The most popular method for determining where to place electrodes during deep brain stimulation may not be the most effective or the least risky. The vast majority of DBS centers today continue to offer traditional awake DBS using microelectrode recording (MER) to place leads, a technique that was developed a quarter of a century ago.
Many of these centers are clinging to this method in the false belief of “if it’s not broken, don’t fix it.” Indeed, results of DBS using this method have proven to be superior over the use of medications alone in controlling symptoms of Parkinson’s disease, improving quality of life, and lengthening lifespan.
However, it is important that we recognize the lack of evidence supporting this technique in achieving the best lead placement accuracy possible and that we also recognize the advancements made in recent years, including Asleep DBS and robotic-assisted DBS, and their potential of achieving greater results.

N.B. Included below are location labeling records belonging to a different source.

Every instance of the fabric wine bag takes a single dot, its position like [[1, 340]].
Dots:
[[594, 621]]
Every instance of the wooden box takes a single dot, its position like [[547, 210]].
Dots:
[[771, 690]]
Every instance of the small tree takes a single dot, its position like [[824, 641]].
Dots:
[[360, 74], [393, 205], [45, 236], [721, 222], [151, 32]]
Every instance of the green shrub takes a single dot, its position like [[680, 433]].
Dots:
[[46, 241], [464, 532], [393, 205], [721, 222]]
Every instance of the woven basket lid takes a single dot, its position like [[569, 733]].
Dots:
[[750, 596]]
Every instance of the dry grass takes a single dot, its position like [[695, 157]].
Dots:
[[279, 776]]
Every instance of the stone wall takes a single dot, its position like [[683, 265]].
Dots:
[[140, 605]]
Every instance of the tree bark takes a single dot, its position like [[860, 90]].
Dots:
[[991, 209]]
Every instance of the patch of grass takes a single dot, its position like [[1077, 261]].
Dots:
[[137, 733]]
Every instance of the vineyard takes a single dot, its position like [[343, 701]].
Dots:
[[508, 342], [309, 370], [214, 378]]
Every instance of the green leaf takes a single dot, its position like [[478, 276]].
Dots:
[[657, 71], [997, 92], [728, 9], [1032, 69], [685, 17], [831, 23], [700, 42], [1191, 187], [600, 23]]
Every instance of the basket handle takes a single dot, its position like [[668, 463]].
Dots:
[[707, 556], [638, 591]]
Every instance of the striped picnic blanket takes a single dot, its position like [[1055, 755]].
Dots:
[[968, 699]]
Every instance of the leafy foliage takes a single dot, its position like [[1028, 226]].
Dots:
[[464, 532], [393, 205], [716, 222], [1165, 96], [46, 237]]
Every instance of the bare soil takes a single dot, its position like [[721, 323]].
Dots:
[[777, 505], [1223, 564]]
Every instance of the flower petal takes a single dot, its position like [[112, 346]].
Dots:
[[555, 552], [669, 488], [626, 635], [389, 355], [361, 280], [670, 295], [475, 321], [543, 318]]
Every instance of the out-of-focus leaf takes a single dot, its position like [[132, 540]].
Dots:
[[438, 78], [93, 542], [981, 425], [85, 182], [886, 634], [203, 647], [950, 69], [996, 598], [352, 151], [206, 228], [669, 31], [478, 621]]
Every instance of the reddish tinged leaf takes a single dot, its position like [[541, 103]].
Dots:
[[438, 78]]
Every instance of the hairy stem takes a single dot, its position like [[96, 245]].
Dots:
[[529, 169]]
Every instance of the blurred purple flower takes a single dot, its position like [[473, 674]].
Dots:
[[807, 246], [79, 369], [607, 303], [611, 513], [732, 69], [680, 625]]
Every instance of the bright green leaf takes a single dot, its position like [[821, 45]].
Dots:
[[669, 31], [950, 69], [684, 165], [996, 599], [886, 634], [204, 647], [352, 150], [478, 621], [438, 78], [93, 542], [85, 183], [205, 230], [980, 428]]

Lack of Evidence Supporting Current DBS Methodology
One of the most popular measurement tools for assessing DBS lead placement accuracy is the use of microelectrode recording (MER). MER measures small electrical potentials from one or a few neurons at the tip of a fine wire electrode as it is passed through the brain.
Done with the patient awake in the operating room, the surgeon measures variations of these potentials with voluntary and passive movement by the patient, as well as sensory input, to confirm whether the location being probed is the ideal target. As awake surgery was the dominate methodology at the time of initial submission to the FDA in 2002, DBS leads by Medtronic are only considered “on-label” when used where the lead is clinically tested prior to the generator being implanted.

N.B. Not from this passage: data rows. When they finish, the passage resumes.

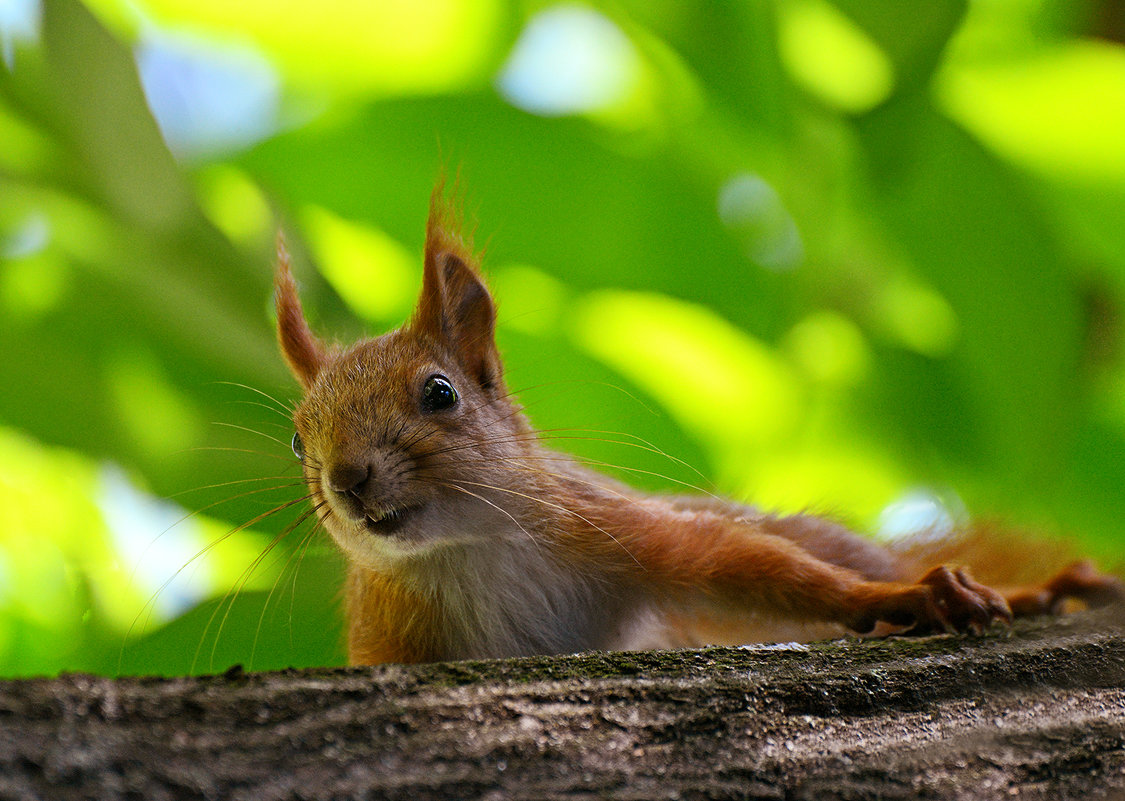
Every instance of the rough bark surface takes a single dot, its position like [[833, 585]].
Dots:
[[1033, 712]]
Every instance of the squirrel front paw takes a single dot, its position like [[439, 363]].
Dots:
[[943, 600]]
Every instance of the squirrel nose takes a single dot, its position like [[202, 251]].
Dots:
[[348, 478]]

The drawbacks for this methodology are that tests can only be performed while the patient is laying down and relies upon patient feedback. This feedback is prone to vary with fatigue as the procedure can take many hours. While tests of tremor and rigidity improvements are relatively easy, gait testing is impossible.

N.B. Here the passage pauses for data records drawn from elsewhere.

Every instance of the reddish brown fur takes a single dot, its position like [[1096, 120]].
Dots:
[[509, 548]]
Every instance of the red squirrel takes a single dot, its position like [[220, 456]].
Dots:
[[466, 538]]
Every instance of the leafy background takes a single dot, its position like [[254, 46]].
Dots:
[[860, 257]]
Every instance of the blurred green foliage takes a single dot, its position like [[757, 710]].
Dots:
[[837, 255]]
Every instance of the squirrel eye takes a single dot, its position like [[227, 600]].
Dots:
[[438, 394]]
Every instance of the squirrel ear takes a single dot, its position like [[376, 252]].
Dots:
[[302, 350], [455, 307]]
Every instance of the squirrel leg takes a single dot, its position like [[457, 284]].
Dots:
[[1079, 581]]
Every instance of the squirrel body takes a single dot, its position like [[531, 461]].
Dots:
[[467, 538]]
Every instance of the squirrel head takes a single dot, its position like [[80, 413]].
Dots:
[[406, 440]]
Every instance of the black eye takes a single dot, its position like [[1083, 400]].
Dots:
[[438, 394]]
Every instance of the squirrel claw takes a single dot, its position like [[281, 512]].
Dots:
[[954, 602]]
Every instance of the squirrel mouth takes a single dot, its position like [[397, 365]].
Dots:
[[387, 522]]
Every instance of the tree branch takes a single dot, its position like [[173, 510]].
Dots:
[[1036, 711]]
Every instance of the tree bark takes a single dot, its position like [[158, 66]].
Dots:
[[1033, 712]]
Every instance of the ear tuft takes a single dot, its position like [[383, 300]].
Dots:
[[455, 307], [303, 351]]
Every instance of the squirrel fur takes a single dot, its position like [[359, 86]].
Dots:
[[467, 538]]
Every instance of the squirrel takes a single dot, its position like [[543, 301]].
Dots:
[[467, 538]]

Even though MER is the most popular measurement tool being used today, there is no Class-I or Class-II evidence that MER improves the accuracy or efficacy of the DBS implantation. Indeed, a 309-patient trial reported in 2014 found that only 64% of leads placed utilizing MER hit the ideal target within the subthalamic nucleus.
In addition to the limitations in accuracy, MER also poses potential risks. During MER, microelectrodes are inserted into the target area, then taken it out and reinserted, sometimes multiple times, to try to find the right spot. As highlighted in a 2012 study in the Journal of Neurosurgery, this practice can cause potential bleeding, stroke, and brain damage.
Another less obvious limitation is that there is a fundamental limit to the accuracy of MER testing. Each lead is placed by a cannula which is typically 1.8 mm in outer diameter. It is not possible in practice to move a lead to another trajectory closer than approximately 2 mm from a previous trajectory as the cannula and lead will tend to shift into the prior tract. This limits the accuracy of clinical lead testing to about 2 mm.
Advancements in Lead Placement Accuracy
Two recent advancements in DBS are showing the potential of greater lead accuracy than the traditional MER method. Those advancements are Asleep DBS and robotic-assisted DBS. Utilizing a portable CT machine (CereTom®) during Asleep DBS, we have been able to place leads within 1 millimeter of the target, compared to 1-2 millimeters with the traditional Awake DBS procedure. Going even further, we have introduced the use of robotic guidance during DBS, which has allowed us to to get even closer to the target with less than 1 millimeter deviation.
With the lack of a common system to measure the placement of leads—the most critical aspect of DBS efficacy—I have analyzed the results and provide the foundation for future research in a 2015 white paper, Accuracy of Robotic Guided Subthalamic Nucleus
Deep Brain Stimulation for Parkinson’s Disease. Additional information will be published at upcoming neurosurgical conferences.